Of more immediate interest is the fact that the codes have introduced a new level of stability, alignment and certainty to the tangle of existing charters. Read in conjunction with section 12 of the BEE Act, it is now clear that while the codes, once gazetted, will enjoy the status of law, the charters have been reduced to little more than sectoral pacts with government to realize the objectives of BEE. To the extent that those charters incorporate a scorecard and BEE indicators, these are only of relevance to the adopting sector (and possibly only the signatories to that charter). They do not, under normal circumstances, bind businesses in any other sector or the government. By contrast, a review of sections 9 and 10 of the BEE Act, which deal with the question of the codes, reveals that the codes are intended to establish uniformity and alignment of BEE compliance and measurement principles
Additionally, the fact that section 10 compels organs of state and public entities to take the codes (and not the charters) into account when performing administrative functions will ensure that the constitutional imperative to guarantee lawful, reasonable and procedurally fair administrative action will be upheld. By way of example, any application for a licence or similar authorisation must be adjudicated in terms of the codes and not the charters.

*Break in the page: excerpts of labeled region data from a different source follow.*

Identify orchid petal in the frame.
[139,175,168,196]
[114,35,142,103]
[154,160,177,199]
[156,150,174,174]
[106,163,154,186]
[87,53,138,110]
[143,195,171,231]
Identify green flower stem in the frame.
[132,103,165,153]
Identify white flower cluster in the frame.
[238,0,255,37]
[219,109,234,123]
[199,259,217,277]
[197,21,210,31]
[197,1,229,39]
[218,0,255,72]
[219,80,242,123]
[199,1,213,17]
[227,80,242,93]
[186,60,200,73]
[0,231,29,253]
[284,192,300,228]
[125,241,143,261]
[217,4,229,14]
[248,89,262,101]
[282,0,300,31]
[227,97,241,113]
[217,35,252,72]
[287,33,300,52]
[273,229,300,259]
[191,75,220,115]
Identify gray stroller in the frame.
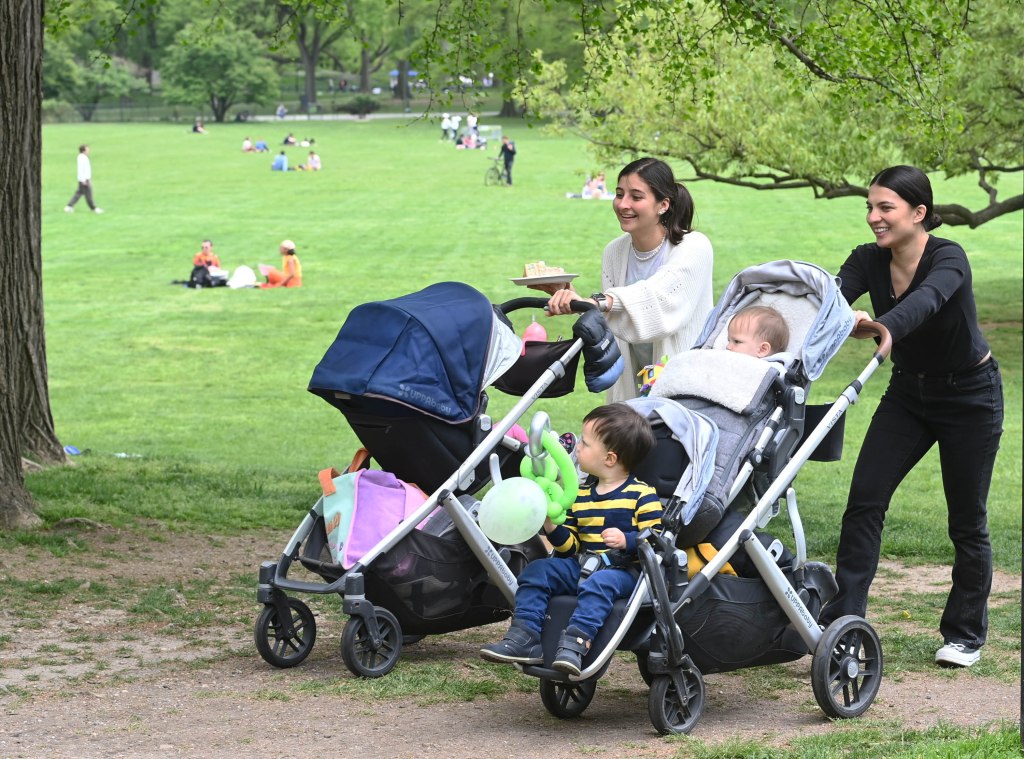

The most obvious question that follows this analysis, relates to the future of the charters in the aftermath of the gazetting of the codes. Simply stated, if sectors use BEE indicators and measurement mechanisms in terms of their charter that differ from those contained in the codes, they will not be prohibited from doing so. However, to the extent that a company in such a sector becomes subject to measurement by government, any latitudes or relaxations in respect of any of the indicators or measurement mechanisms embedded in their charter will not be carried over into government's assessment of their BEE compliance, and will in all likelihood result in substantial prejudice.
The sole exception to this rule is the Mining Charter which has been gazetted as a schedule to the Mineral and Petroleum Resources Development Act (MPRDA). For the limited purposes of mining companies achieving compliance with their transformational obligations under the MPRDA, the Mining Charter is unaffected by the codes. However, the mining sector will be obliged to reconsider its charter for all purposes unrelated to the application of the MPRDA.
The sectors that developed charters before the codes now find themselves under considerable pressure to reconsider those charters and to seek to achieve as great a degree of harmonisation with the codes as possible. All other sectors should be proactive in commencing an examination of their sector from a BEE perspective and in commencing dialog with black stakeholders in that sector, but to rush headlong into a charter drafting process is of limited benefit and may constitute a wasteful application of time and resources.
The codes represent the single most significant development in the regulation of BEE to date. Copies of the code may be downloaded from Cliffe Dekker’s website.
The content of this article is intended to provide a general guide to the subject matter. Specialist advice should be sought about your specific circumstances.